Lawful purpose: The person was looking for a friend, delivering food, seeking help, or retrieving their own property—especially in mixed-use buildings where access points and common areas are confusing.
Intoxication and lack of specific intent: Voluntary intoxication can be relevant to whether the person formed specific intent, even if it’s not a blanket defense. In “nothing taken” cases, this can be a pivotal reasonable-doubt argument.
Mental health and perception issues: Where appropriate, counsel can use mitigation and treatment-based negotiations, and in some cases challenge whether the evidence reliably shows specific intent.
Attack the “direct act”: preparation is not attempt
If the evidence shows the client was near a building, walking through an alley, or even looking into windows, that may be suspicious but still not a “direct but ineffectual act” toward burglary. Defense counsel will look for:
• Lack of tool use or forced entry evidence
• No contact with locks/windows (or unclear video)
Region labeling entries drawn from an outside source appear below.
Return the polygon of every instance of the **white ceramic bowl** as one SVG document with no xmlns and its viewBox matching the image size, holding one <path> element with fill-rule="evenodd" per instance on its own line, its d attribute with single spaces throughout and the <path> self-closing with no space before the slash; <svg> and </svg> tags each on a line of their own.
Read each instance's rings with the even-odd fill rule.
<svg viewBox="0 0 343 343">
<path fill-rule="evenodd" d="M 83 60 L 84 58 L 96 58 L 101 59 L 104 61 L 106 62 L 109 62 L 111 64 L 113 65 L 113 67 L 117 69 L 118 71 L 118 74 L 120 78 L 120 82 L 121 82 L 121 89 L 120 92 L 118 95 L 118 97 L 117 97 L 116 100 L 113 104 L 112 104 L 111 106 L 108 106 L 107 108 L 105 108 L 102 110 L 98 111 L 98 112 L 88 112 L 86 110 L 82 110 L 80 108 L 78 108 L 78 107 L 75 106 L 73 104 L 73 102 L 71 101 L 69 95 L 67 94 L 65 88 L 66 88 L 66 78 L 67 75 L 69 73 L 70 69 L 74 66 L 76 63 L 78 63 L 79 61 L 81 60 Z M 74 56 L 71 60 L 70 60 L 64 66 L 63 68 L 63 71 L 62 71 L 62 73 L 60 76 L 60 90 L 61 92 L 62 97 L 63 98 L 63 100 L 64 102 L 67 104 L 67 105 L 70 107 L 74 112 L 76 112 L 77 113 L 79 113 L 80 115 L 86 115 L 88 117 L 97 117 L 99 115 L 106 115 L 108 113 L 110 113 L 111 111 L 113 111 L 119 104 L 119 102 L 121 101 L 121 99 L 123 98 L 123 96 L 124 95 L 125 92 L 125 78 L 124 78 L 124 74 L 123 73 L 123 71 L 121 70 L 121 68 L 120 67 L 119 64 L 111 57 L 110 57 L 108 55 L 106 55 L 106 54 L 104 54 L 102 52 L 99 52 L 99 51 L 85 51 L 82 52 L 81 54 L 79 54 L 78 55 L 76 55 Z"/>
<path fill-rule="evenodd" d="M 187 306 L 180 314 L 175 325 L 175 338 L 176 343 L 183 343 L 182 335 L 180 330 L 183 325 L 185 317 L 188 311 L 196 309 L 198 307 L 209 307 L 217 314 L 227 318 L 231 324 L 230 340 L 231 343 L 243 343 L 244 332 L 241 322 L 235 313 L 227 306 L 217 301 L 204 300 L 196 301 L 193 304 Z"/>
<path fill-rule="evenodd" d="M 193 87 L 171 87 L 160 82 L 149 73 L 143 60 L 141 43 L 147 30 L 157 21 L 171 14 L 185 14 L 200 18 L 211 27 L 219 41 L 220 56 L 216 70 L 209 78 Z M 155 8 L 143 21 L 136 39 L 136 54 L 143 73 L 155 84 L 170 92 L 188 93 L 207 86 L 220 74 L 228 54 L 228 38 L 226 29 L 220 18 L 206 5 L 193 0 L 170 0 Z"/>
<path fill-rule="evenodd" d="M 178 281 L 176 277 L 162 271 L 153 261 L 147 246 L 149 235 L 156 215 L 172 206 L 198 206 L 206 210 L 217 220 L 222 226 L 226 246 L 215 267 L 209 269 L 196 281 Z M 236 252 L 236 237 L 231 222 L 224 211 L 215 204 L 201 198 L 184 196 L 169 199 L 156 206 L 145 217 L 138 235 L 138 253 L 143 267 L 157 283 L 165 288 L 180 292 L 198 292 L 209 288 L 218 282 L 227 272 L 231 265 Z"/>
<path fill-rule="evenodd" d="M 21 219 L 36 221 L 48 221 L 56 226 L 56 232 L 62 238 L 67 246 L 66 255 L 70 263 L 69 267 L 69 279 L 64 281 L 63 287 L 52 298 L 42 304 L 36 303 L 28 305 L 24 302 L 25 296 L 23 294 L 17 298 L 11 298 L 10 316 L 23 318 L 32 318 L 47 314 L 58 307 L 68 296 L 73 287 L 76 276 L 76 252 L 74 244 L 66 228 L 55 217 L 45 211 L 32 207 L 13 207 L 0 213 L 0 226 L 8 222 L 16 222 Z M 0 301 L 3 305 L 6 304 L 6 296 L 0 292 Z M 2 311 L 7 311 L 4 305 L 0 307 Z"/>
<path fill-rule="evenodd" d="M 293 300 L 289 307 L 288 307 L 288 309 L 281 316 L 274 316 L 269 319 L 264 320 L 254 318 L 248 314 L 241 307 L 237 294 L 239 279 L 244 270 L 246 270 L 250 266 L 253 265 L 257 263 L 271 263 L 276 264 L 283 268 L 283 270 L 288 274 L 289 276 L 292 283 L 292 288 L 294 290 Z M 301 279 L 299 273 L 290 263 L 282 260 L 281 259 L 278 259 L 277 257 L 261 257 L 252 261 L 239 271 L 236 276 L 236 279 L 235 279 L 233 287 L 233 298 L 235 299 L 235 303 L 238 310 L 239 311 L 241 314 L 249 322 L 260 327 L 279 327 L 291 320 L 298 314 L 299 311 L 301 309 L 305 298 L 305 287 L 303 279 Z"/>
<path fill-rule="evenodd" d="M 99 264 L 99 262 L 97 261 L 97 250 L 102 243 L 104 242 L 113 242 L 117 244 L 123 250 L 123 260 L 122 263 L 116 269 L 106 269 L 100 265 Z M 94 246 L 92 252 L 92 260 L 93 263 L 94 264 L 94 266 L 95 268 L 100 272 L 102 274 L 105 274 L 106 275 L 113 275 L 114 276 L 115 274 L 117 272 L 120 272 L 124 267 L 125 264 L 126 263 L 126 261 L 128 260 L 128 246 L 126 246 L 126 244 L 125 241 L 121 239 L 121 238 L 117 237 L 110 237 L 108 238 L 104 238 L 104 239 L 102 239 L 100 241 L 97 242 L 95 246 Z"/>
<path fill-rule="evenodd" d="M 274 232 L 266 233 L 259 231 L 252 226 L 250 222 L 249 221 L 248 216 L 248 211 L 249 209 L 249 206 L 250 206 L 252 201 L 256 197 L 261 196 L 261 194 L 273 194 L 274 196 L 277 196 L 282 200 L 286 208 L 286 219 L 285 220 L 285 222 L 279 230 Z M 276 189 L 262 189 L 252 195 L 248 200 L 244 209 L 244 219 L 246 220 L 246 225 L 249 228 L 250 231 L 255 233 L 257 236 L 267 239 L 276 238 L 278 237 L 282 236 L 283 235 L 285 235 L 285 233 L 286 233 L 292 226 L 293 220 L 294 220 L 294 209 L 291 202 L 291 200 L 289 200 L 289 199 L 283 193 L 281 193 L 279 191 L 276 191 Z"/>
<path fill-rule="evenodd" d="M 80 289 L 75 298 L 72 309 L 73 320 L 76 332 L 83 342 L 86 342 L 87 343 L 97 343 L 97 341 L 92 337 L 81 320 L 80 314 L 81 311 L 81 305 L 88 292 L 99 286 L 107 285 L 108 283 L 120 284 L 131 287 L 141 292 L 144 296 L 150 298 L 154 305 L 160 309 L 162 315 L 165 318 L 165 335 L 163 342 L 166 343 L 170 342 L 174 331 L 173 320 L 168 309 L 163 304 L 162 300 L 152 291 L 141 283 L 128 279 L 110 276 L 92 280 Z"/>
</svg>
• Conduct consistent with trespass or loitering rather than attempted entry
• Witness exaggeration or assumptions (“He was definitely breaking in” without seeing an act)
In LA, where surveillance footage is common but often grainy and angle-limited, careful frame-by-frame review frequently reveals uncertainty—creating leverage for dismissal or reduction.
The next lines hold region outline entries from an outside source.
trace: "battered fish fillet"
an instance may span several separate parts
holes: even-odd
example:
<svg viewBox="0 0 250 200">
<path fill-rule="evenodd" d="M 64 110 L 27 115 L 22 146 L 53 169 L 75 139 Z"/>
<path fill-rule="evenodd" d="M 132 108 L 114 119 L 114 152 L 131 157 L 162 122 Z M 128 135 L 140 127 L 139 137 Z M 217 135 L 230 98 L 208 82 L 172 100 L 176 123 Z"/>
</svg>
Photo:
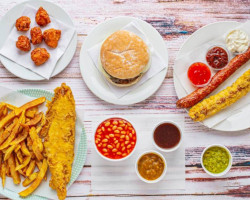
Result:
<svg viewBox="0 0 250 200">
<path fill-rule="evenodd" d="M 248 92 L 250 92 L 250 69 L 231 86 L 193 106 L 189 110 L 189 116 L 194 121 L 203 121 L 232 105 Z"/>
<path fill-rule="evenodd" d="M 57 191 L 58 198 L 62 200 L 67 195 L 66 186 L 74 160 L 76 111 L 70 87 L 63 83 L 56 88 L 47 107 L 43 131 L 47 132 L 44 147 L 52 174 L 50 187 Z"/>
</svg>

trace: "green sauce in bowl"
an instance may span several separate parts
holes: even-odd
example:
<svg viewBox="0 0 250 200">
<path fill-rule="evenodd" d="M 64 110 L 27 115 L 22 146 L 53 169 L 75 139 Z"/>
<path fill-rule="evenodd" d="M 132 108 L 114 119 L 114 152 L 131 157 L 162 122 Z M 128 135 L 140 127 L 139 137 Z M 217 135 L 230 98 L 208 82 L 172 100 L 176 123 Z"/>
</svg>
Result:
<svg viewBox="0 0 250 200">
<path fill-rule="evenodd" d="M 203 155 L 203 165 L 211 173 L 219 174 L 229 165 L 229 154 L 221 147 L 210 147 Z"/>
</svg>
Dispute identification: mistaken ID is common in “near the scene” arrests
Attempted burglary arrests often occur after a 911 call about a “suspicious person.” Officers arrive quickly and detain someone nearby. If nothing was taken and there is no clear entry, the case may hinge on whether the detained person is the same person seen on video or by a witness.
Defense counsel may challenge:
• Poor lighting, distance, or cross-racial identification issues
• Suggestive field show-ups (one-person identifications shortly after detention)
• Inaccurate descriptions (clothing differences, height/weight mismatches)
• Lack of forensic links (no fingerprints/DNA on the point of attempted entry)
Suppress evidence under the Fourth Amendment (motions to suppress)
In Los Angeles attempted burglary cases, critical evidence can come from stops, pat-downs, vehicle searches, or consent searches. If police lacked reasonable suspicion to detain, or probable cause to arrest, or exceeded the scope of a frisk, the defense may file a suppression motion.
Examples of suppression issues:
• Detention based only on a vague description (“male in dark clothing”) without specific matching facts
• Unlawful search of pockets/backpack producing tools, gloves, or flashlights
• Warrantless entry into a yard or residence without exigency or consent (fact-dependent)
• Prolonged detention while officers “fish” for probable cause
If key evidence (e.g., alleged burglary tools) is suppressed, the prosecution may be unable to prove intent or a direct act—especially when no property was taken.
Undermine “burglary tools” narratives
Everyday items can be characterized as tools: screwdrivers, box cutters, gloves, flashlights, or pliers. The defense should test whether the item is truly incriminating in context.
Helpful questions: Is the item consistent with the client’s job (construction, maintenance, delivery)? Was it lawfully possessed? Was it actually used? Is there damage matching the alleged tool? Is there body-worn camera footage showing where it was found and how it was handled?
Common LA Fact Patterns (and How They’re Defended)
Scenario A: “Pulled door handles at a closed business”
Prosecution theory: Trying multiple doors shows intent to break in and steal.